School of Electrical and Computer Engineering, Chungbuk National University, Cheongju 28644, Korea.
School of Computer Science, Northeast Electric Power University, Jilin 132013, China.
Int J Environ Res Public Health. 2022 May 12;19(10):5893. doi: 10.3390/ijerph19105893.
The increasing expansion of biomedical documents has increased the number of natural language textual resources related to the current applications. Meanwhile, there has been a great interest in extracting useful information from meaningful coherent groupings of textual content documents in the last decade. However, it is challenging to discover informative representations and define relevant articles from the rapidly growing biomedical literature due to the unsupervised nature of document clustering. Moreover, empirical investigations demonstrated that traditional text clustering methods produce unsatisfactory results in terms of non-contextualized vector space representations because that neglect the semantic relationship between biomedical texts. Recently, pre-trained language models have emerged as successful in a wide range of natural language processing applications. In this paper, we propose the Gaussian Mixture Model-based efficient clustering framework that incorporates substantially pre-trained (Bidirectional Encoder Representations from Transformers for Biomedical Text Mining) BioBERT domain-specific language representations to enhance the clustering accuracy. Our proposed framework consists of main three phases. First, classic text pre-processing techniques are used biomedical document data, which crawled from the PubMed repository. Second, representative vectors are extracted from a pre-trained BioBERT language model for biomedical text mining. Third, we employ the Gaussian Mixture Model as a clustering algorithm, which allows us to assign labels for each biomedical document. In order to prove the efficiency of our proposed model, we conducted a comprehensive experimental analysis utilizing several clustering algorithms while combining diverse embedding techniques.

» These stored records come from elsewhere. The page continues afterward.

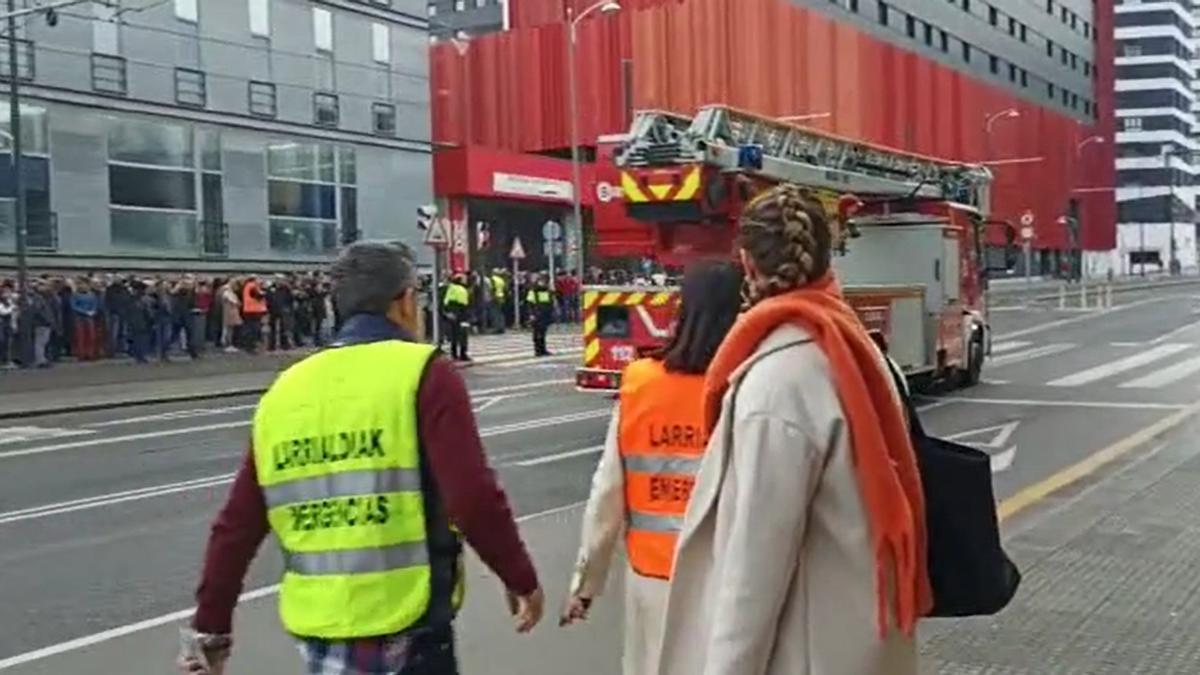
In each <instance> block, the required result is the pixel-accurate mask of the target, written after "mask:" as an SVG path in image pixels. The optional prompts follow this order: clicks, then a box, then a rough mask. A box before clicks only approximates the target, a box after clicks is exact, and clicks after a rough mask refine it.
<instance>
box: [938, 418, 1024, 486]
mask: <svg viewBox="0 0 1200 675" xmlns="http://www.w3.org/2000/svg"><path fill="white" fill-rule="evenodd" d="M1020 425H1021V423H1020V420H1013V422H1006V423H1003V424H994V425H991V426H982V428H979V429H968V430H966V431H959V432H958V434H953V435H950V436H947V437H946V440H947V441H960V442H962V443H966V444H968V446H971V447H972V448H978V449H980V450H983V452H985V453H988V456H989V459H990V460H991V472H992V473H1000V472H1002V471H1008V470H1009V468H1012V467H1013V462H1014V461H1016V444H1012V446H1009V444H1008V440H1009V438H1012V437H1013V434H1014V432H1016V428H1018V426H1020ZM980 436H986V438H985V440H979V441H974V442H971V441H967V438H972V437H980ZM1006 446H1008V447H1007V448H1006Z"/></svg>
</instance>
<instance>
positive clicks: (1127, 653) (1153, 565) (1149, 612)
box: [922, 419, 1200, 675]
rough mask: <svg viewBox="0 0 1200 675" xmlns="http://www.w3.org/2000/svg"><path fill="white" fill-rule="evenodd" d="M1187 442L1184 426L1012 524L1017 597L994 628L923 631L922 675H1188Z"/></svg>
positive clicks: (1194, 475) (961, 628)
mask: <svg viewBox="0 0 1200 675" xmlns="http://www.w3.org/2000/svg"><path fill="white" fill-rule="evenodd" d="M1198 431H1200V424H1198V423H1196V420H1195V419H1193V420H1192V422H1190V423H1189V424H1186V425H1184V426H1183V428H1181V429H1180V430H1177V431H1175V432H1172V434H1171V440H1170V441H1169V442H1166V443H1165V444H1163V446H1159V447H1157V448H1152V449H1151V450H1148V452H1145V453H1142V454H1140V455H1139V454H1138V453H1136V452H1135V453H1134V454H1133V455H1132V456H1130V458H1128V459H1126V460H1122V461H1123V466H1117V467H1111V468H1108V470H1105V471H1104V476H1100V477H1098V478H1092V479H1090V480H1084V482H1082V484H1076V485H1075V486H1073V488H1068V489H1066V490H1064V491H1063V492H1062V494H1057V495H1054V496H1051V497H1049V498H1048V500H1046V501H1044V502H1043V503H1040V504H1037V506H1034V507H1033V509H1032V514H1031V515H1028V516H1026V518H1024V519H1018V521H1016V522H1014V524H1013V530H1012V532H1013V534H1012V536H1010V537H1009V540H1008V549H1009V552H1010V554H1012V555H1013V557H1014V560H1015V561H1016V562H1018V565H1020V566H1021V568H1022V571H1024V574H1025V579H1024V581H1022V584H1021V589H1020V592H1019V593H1018V597H1016V598H1015V599H1014V602H1013V604H1012V605H1010V607H1009V608H1007V609H1006V610H1004V611H1003V613H1001V614H1000V615H998V616H996V617H989V619H972V620H954V621H941V622H925V623H924V625H923V629H922V634H923V638H924V659H923V667H924V668H923V670H924V673H926V674H934V673H937V674H954V675H964V674H972V675H977V674H978V675H983V674H997V675H998V674H1004V675H1051V674H1052V675H1060V674H1062V675H1067V674H1079V675H1109V674H1111V675H1135V674H1145V675H1176V674H1178V675H1190V674H1195V673H1200V489H1198V485H1200V443H1196V442H1195V438H1196V432H1198Z"/></svg>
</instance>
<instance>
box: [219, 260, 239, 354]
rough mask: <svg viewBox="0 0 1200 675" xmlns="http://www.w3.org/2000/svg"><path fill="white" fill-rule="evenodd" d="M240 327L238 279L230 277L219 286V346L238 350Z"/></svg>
mask: <svg viewBox="0 0 1200 675" xmlns="http://www.w3.org/2000/svg"><path fill="white" fill-rule="evenodd" d="M240 328H241V293H239V292H238V279H236V277H232V279H229V281H227V282H226V285H224V286H222V287H221V346H222V347H224V351H226V352H230V353H235V352H238V344H239V340H238V337H239V335H238V330H239V329H240Z"/></svg>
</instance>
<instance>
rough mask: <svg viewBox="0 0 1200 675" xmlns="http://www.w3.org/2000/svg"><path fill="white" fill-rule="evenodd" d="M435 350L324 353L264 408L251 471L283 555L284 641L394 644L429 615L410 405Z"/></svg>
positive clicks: (418, 455)
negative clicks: (302, 640) (341, 640)
mask: <svg viewBox="0 0 1200 675" xmlns="http://www.w3.org/2000/svg"><path fill="white" fill-rule="evenodd" d="M433 351H434V350H433V347H432V346H430V345H418V344H413V342H404V341H401V340H386V341H379V342H370V344H362V345H353V346H346V347H338V348H332V350H328V351H324V352H319V353H317V354H313V356H311V357H308V358H307V359H305V360H302V362H300V363H299V364H296V365H294V366H292V368H289V369H288V370H287V371H284V372H283V374H282V375H281V376H280V377H278V378H277V380H276V381H275V383H274V384H272V386H271V388H270V390H268V392H266V394H265V395H264V396H263V399H262V401H260V402H259V405H258V410H257V412H256V413H254V428H253V438H254V467H256V470H257V472H258V483H259V485H260V486H262V489H263V496H264V497H265V501H266V508H268V520H269V521H270V526H271V530H272V531H274V532H275V534H276V537H277V538H278V542H280V545H281V548H282V549H283V562H284V573H283V583H282V586H281V590H280V619H281V621H282V622H283V627H284V628H286V629H287V631H288V632H289V633H292V634H294V635H300V637H311V638H324V639H353V638H370V637H377V635H390V634H394V633H400V632H402V631H404V629H407V628H409V627H413V626H414V625H416V623H418V622H420V621H421V620H422V619H424V617H425V615H426V613H427V610H428V609H430V605H431V601H433V598H432V591H431V583H432V578H433V572H432V567H431V563H430V558H431V554H430V546H428V542H427V532H426V503H427V501H426V495H424V494H422V490H421V471H420V464H421V461H420V450H419V441H418V426H416V396H418V389H419V388H420V382H421V375H422V372H424V371H425V366H426V364H427V363H428V360H430V358H431V357H432V354H433ZM380 372H384V374H386V376H385V377H380V376H379V374H380ZM456 566H461V560H460V561H457V563H456ZM461 572H462V571H461V568H460V571H458V574H456V578H457V584H460V585H458V586H456V587H455V590H454V597H452V599H451V602H452V604H454V608H455V609H457V607H460V604H461V601H462V587H461V583H462V573H461Z"/></svg>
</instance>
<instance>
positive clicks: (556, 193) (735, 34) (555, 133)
mask: <svg viewBox="0 0 1200 675" xmlns="http://www.w3.org/2000/svg"><path fill="white" fill-rule="evenodd" d="M428 1H430V11H431V13H433V14H436V17H437V19H436V20H437V22H440V23H443V24H444V25H446V26H454V28H455V32H457V31H460V30H461V31H464V32H467V34H468V35H467V36H466V37H468V38H467V40H463V37H464V36H461V35H458V36H456V37H455V40H446V41H443V42H442V43H440V44H438V46H436V47H434V49H433V55H432V59H433V61H432V66H431V67H432V71H431V72H432V78H433V83H434V84H433V89H434V92H436V96H434V100H433V107H434V120H433V137H434V139H436V141H438V142H440V143H444V145H443V148H444V149H439V150H438V153H437V156H436V162H434V163H436V165H439V163H440V165H442V166H443V167H445V171H440V172H437V173H436V180H434V190H436V192H437V193H438V195H439V197H440V198H442V199H443V201H444V203H445V204H446V207H448V210H449V211H450V213H454V214H456V216H455V217H456V219H457V220H460V221H462V222H464V223H466V222H472V223H474V222H475V221H479V220H486V221H488V222H490V223H491V225H493V226H496V225H500V227H493V228H492V229H491V233H492V238H491V240H492V241H500V240H504V239H505V237H508V238H510V239H511V237H514V235H518V237H521V238H522V239H523V240H524V241H526V243H528V240H529V239H533V240H535V241H540V240H541V235H540V233H539V232H538V231H536V228H538V227H540V226H541V223H542V222H544V221H545V219H546V217H553V219H559V220H566V221H570V220H574V216H572V214H571V209H570V208H569V207H570V203H571V199H572V186H571V180H572V177H571V172H570V168H569V165H568V163H566V162H560V161H559V160H560V159H563V157H568V156H569V155H570V147H571V127H572V124H571V121H572V120H571V115H570V109H571V106H570V104H569V103H570V100H569V96H570V88H569V85H568V84H569V80H570V78H569V77H568V74H569V73H568V70H569V67H568V64H569V59H568V56H569V55H570V54H572V53H574V54H575V59H576V68H575V74H576V78H577V82H576V84H577V96H578V100H577V103H578V106H577V107H578V110H580V114H578V118H577V120H575V121H577V127H578V130H580V136H578V138H580V144H581V145H582V153H581V154H582V156H583V159H584V171H583V174H584V180H583V184H582V190H581V193H580V198H581V201H582V202H583V205H584V217H583V220H584V223H586V226H584V227H583V229H584V231H588V229H589V227H592V228H594V229H602V228H605V227H608V228H614V229H611V232H617V231H618V229H619V231H620V233H619V234H613V235H612V237H610V238H608V239H610V240H613V239H618V240H620V241H626V243H631V244H630V247H629V255H647V253H640V251H638V249H637V246H636V245H635V244H632V243H634V241H638V240H644V239H646V234H644V232H643V231H641V229H640V228H638V226H637V223H634V222H623V217H624V215H623V209H622V208H620V207H622V204H620V199H619V191H617V190H613V186H612V185H610V183H611V180H610V179H606V178H605V175H604V174H605V171H606V165H605V162H604V161H602V160H601V161H599V162H595V161H593V157H596V156H600V155H601V153H600V148H599V143H598V139H599V138H601V137H604V136H605V135H612V133H620V132H623V131H625V130H628V126H629V124H630V121H631V113H632V110H635V109H638V108H658V109H668V110H674V112H678V113H682V114H691V113H694V112H695V109H696V108H697V107H700V106H703V104H707V103H726V104H732V106H736V107H739V108H744V109H749V110H752V112H756V113H758V114H763V115H772V117H781V118H782V117H799V118H802V119H804V120H808V121H809V124H811V125H814V126H818V127H821V129H824V130H828V131H833V132H836V133H839V135H842V136H847V137H852V138H860V139H864V141H869V142H874V143H880V144H884V145H889V147H894V148H902V149H907V150H911V151H917V153H922V154H926V155H932V156H938V157H946V159H952V160H960V161H970V162H984V163H988V165H989V166H990V167H991V168H992V171H994V173H995V174H996V183H995V189H994V193H992V209H991V214H990V215H991V217H992V219H995V220H998V221H1002V222H1007V223H1010V225H1013V226H1014V227H1016V228H1019V229H1020V231H1021V232H1022V233H1025V234H1028V243H1030V246H1031V247H1032V249H1033V255H1032V264H1033V269H1032V270H1031V271H1032V273H1033V274H1046V275H1051V274H1063V273H1067V271H1072V273H1073V271H1076V270H1082V271H1085V273H1092V274H1096V273H1103V268H1104V267H1106V265H1109V264H1110V262H1111V255H1110V253H1109V251H1110V250H1111V249H1112V247H1114V245H1115V233H1116V229H1115V222H1116V213H1115V211H1116V209H1115V199H1114V184H1115V178H1114V160H1112V156H1114V153H1115V148H1114V143H1112V133H1114V130H1112V124H1114V123H1112V119H1114V118H1112V110H1114V107H1112V84H1111V83H1112V79H1111V78H1112V68H1114V64H1112V56H1111V53H1112V52H1111V50H1112V38H1114V31H1112V4H1111V2H1094V1H1092V0H1006V1H1001V0H991V1H989V0H622V1H620V2H619V5H620V10H619V11H616V12H607V13H606V12H601V11H599V8H600V7H601V6H604V4H601V2H596V1H595V0H506V2H498V4H490V2H488V1H487V0H484V1H482V2H475V1H473V0H462V1H457V2H446V1H443V0H428ZM1154 5H1157V2H1156V4H1154ZM611 8H612V7H610V10H611ZM571 10H574V14H571V13H570V11H571ZM487 12H491V16H488V17H485V13H487ZM572 16H574V17H575V18H576V19H577V20H576V24H577V31H576V32H577V40H576V42H575V47H574V49H572V48H571V47H570V41H569V40H568V37H566V36H568V34H569V31H568V30H566V28H565V26H566V24H568V22H569V20H570V17H572ZM581 16H586V18H584V19H582V20H578V17H581ZM485 18H486V20H485ZM476 19H478V20H476ZM497 24H500V25H505V26H508V29H509V30H506V31H504V32H502V34H494V32H493V34H490V31H494V30H496V25H497ZM446 32H449V29H446V30H445V31H443V35H445V34H446ZM451 35H452V34H451ZM451 43H452V44H451ZM454 145H457V147H458V148H451V147H454ZM556 162H559V163H556ZM530 204H533V205H536V207H538V209H539V211H538V213H536V215H534V214H522V215H520V216H518V215H515V211H512V210H511V209H514V208H517V207H520V205H530ZM506 223H511V231H509V229H506V227H508V225H506ZM587 223H594V225H587ZM1026 223H1027V225H1026ZM566 229H568V231H572V229H575V227H574V223H571V227H568V228H566ZM460 231H461V232H462V233H463V234H464V235H469V232H470V228H466V227H462V228H460ZM640 238H641V239H640ZM502 249H504V247H503V246H499V247H498V246H493V247H492V250H484V251H475V250H474V247H472V246H463V250H472V251H474V253H479V255H482V256H485V257H487V259H488V263H490V264H499V263H503V262H504V261H503V256H504V250H502ZM642 250H643V251H653V245H649V244H648V245H647V246H644V247H643V249H642ZM1080 251H1082V252H1084V253H1085V255H1082V256H1080V255H1079V253H1080ZM474 253H473V255H474ZM539 255H540V251H535V252H534V257H535V258H536V257H538V256H539ZM569 262H570V261H569ZM529 263H532V264H539V261H536V259H535V261H529Z"/></svg>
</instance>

Consequently, the experimental results show that the proposed model outperforms the benchmark models by reaching performance measures of Fowlkes mallows score, silhouette coefficient, adjusted rand index, Davies-Bouldin score of 0.7817, 0.3765, 0.4478, 1.6849, respectively. We expect the outcomes of this study will assist domain specialists in comprehending thematically cohesive documents in the healthcare field.
生物医学文献的不断扩展增加了与当前应用相关的自然语言文本资源的数量。同时,在过去十年中,人们对从有意义的文本内容文档的有组织分组中提取有用信息产生了极大的兴趣。然而,由于文档聚类的无监督性质,从快速增长的生物医学文献中发现信息表示和定义相关文章具有挑战性。此外,实证研究表明,由于忽略了生物医学文本之间的语义关系,传统的文本聚类方法在非上下文化向量空间表示方面产生的结果并不令人满意。最近,预训练语言模型在广泛的自然语言处理应用中取得了成功。在本文中,我们提出了一种基于高斯混合模型的高效聚类框架,该框架结合了大量预训练的(用于生物医学文本挖掘的双向编码器表示转换器)BioBERT 领域特定语言表示,以提高聚类准确性。我们的框架主要包括三个阶段。首先,使用经典的文本预处理技术对从 PubMed 存储库中爬取的生物医学文档数据进行处理。其次,从预训练的 BioBERT 语言模型中提取代表性向量,用于生物医学文本挖掘。最后,我们采用高斯混合模型作为聚类算法,为每个生物医学文档分配标签。为了证明我们提出的模型的效率,我们结合了不同的嵌入技术,利用几种聚类算法进行了全面的实验分析。结果表明,所提出的模型在性能指标上优于基准模型,Fowlkes mallows 得分、轮廓系数、调整兰德指数和 Davies-Bouldin 得分分别达到 0.7817、0.3765、0.4478 和 1.6849。我们期望这项研究的结果将帮助医疗保健领域的领域专家理解主题一致的文档。